What would his reaction be if he knew that Trip and T’Pol had decided to break off their relationship completely on Vulcan, but that she had found among his belongings an undelivered letter written aftertheir journey to Vulcan–a letter in which Trip had described his deep and full love for her, and the pain their separation was causing him?

And worst of all were her own traitorous thoughts, full of love and other emotions as well, all of which brought her anguish every time she considered life without Trip.

And now, she had no choice but to forge ahead alone. Her mother, her child, her lover. All gone.

She swallowed and blinked, masking her shame behind what she hoped was an impassive Vulcan mask. “Thank you for your offer, Captain. But I believe I can deal with such things on my own.”

The words seemed to echo in the air after Archer exited.

On my own.

T’Pol lay her head down on one of Trip’s pillows. Then, silently, agonizingly, before she could halt them, tears rolled down her cheeks.

Sixteen

Saturday, February 15, 2155

Deep space

“ADIGEON PRIME,” Trip said as he idly studied the image of the blue‑green planet displayed on Phuong’s secondary library‑computer monitor. According to the Branson’s navigational computer, their destination lay some eighteen hours away at their current speed. “Don’t know a lot about the place.”

Seated in a relaxed fashion in the pilot’s seat, Phuong cast a grin in Trip’s direction. “That may be because the Adigeons don’t like to call a lot of attention to themselves. They’re businessmen.”

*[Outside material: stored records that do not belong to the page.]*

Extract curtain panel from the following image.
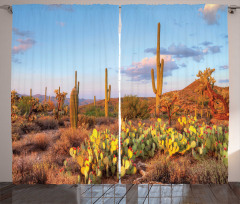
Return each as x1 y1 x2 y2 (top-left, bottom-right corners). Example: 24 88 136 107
11 4 229 184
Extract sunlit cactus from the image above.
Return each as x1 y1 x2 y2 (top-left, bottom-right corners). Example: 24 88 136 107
151 23 164 116
105 68 111 117
197 68 229 120
69 71 79 128
54 86 67 119
44 87 47 102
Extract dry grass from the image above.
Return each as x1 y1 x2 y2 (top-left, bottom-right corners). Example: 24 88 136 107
12 153 77 184
12 153 49 184
35 116 58 130
33 133 49 151
78 114 96 129
144 153 228 184
53 128 89 155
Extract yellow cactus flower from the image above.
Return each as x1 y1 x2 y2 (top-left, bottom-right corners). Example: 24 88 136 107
133 166 137 174
77 156 83 167
121 166 125 177
113 155 117 164
92 129 98 138
125 160 130 169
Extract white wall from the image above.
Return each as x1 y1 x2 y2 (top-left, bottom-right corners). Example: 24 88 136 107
0 0 240 182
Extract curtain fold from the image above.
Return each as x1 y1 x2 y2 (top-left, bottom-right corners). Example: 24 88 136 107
11 4 229 184
121 4 229 183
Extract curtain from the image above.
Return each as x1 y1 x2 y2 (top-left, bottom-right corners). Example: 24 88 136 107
121 5 229 183
12 5 118 184
11 4 229 184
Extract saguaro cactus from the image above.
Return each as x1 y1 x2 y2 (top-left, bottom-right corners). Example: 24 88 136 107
93 96 96 107
151 23 164 116
70 71 79 128
105 68 111 117
45 87 47 102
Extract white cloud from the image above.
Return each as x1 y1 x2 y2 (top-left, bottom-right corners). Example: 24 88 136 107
199 4 226 25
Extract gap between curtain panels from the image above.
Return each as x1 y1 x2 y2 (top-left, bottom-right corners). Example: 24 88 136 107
118 6 122 184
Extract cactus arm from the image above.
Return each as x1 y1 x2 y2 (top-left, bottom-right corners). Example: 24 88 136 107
158 59 164 97
105 68 108 99
151 69 157 94
45 87 47 102
156 23 161 94
75 71 77 88
107 84 111 102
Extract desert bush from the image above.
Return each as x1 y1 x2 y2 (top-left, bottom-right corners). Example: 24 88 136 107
53 128 88 155
12 153 49 184
121 95 150 119
78 114 96 128
20 122 41 134
96 117 116 126
144 154 228 184
33 133 49 151
35 116 58 130
85 106 105 117
32 162 49 184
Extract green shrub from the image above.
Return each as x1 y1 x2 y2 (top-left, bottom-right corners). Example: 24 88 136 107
78 114 96 128
121 95 150 120
17 96 31 115
85 106 105 117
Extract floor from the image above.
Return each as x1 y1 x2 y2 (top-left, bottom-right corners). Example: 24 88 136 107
0 183 240 204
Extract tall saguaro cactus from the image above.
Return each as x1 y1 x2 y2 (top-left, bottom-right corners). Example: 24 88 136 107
70 71 79 128
151 23 164 116
105 68 111 117
45 87 47 102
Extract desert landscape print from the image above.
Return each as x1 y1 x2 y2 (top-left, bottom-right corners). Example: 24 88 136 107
11 5 229 184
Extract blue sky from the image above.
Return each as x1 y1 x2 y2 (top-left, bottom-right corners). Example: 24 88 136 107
121 5 229 96
12 5 229 99
12 5 118 99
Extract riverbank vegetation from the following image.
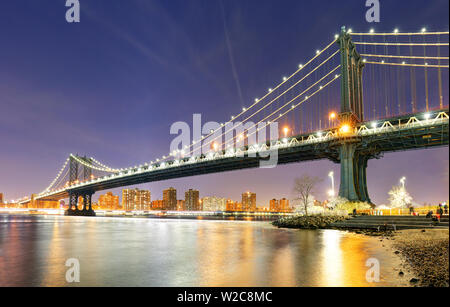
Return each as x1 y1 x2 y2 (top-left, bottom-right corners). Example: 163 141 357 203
391 229 449 287
272 214 348 229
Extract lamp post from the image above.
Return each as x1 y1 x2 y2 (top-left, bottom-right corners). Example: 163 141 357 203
328 171 334 197
400 177 406 189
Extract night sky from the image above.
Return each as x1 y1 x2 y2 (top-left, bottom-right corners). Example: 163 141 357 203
0 0 449 206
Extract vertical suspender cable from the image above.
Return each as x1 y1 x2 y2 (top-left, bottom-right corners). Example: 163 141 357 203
423 35 430 112
438 35 444 109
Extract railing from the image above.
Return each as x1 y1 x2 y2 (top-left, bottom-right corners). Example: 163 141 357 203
356 206 448 216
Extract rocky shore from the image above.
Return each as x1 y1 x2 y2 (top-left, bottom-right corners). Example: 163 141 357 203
272 215 347 229
390 229 449 287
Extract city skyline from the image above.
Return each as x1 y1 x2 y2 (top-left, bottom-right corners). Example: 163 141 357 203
0 1 448 204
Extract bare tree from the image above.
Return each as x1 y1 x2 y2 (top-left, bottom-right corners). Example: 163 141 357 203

Trip shifted in the copilot’s seat, struggling vainly to get comfortable as he turned to face Phuong. “Don’t businessmen need to advertise?”

“Not when so much of their business depends on…discretion,” Phuong said.

Trip nodded, understanding. “So they’re criminals.”

“That’s oversimplifying things quite a bit, Commander,” Phuong said, shaking his head. “Let’s just say they often act as third‑party brokers to many interstellar business entities who value their privacy. Including the Romulans, who are notoriously secretive about their military and civil affairs and their strengths and weaknesses. You might describe the Adigeons as a sort of cultural and intelligence membrane between the Romulans and the other societies with whom they sometimes have to do business. Sort of like the old Swiss banking firms back on Earth.”

“So our plan is to use the Romulans’ own Adigeon Prime business agents to infiltrate them,” Trip said. “I guess the Adigeons’ discretion must come with a price, and that it’s a price the bureau was able to pay.”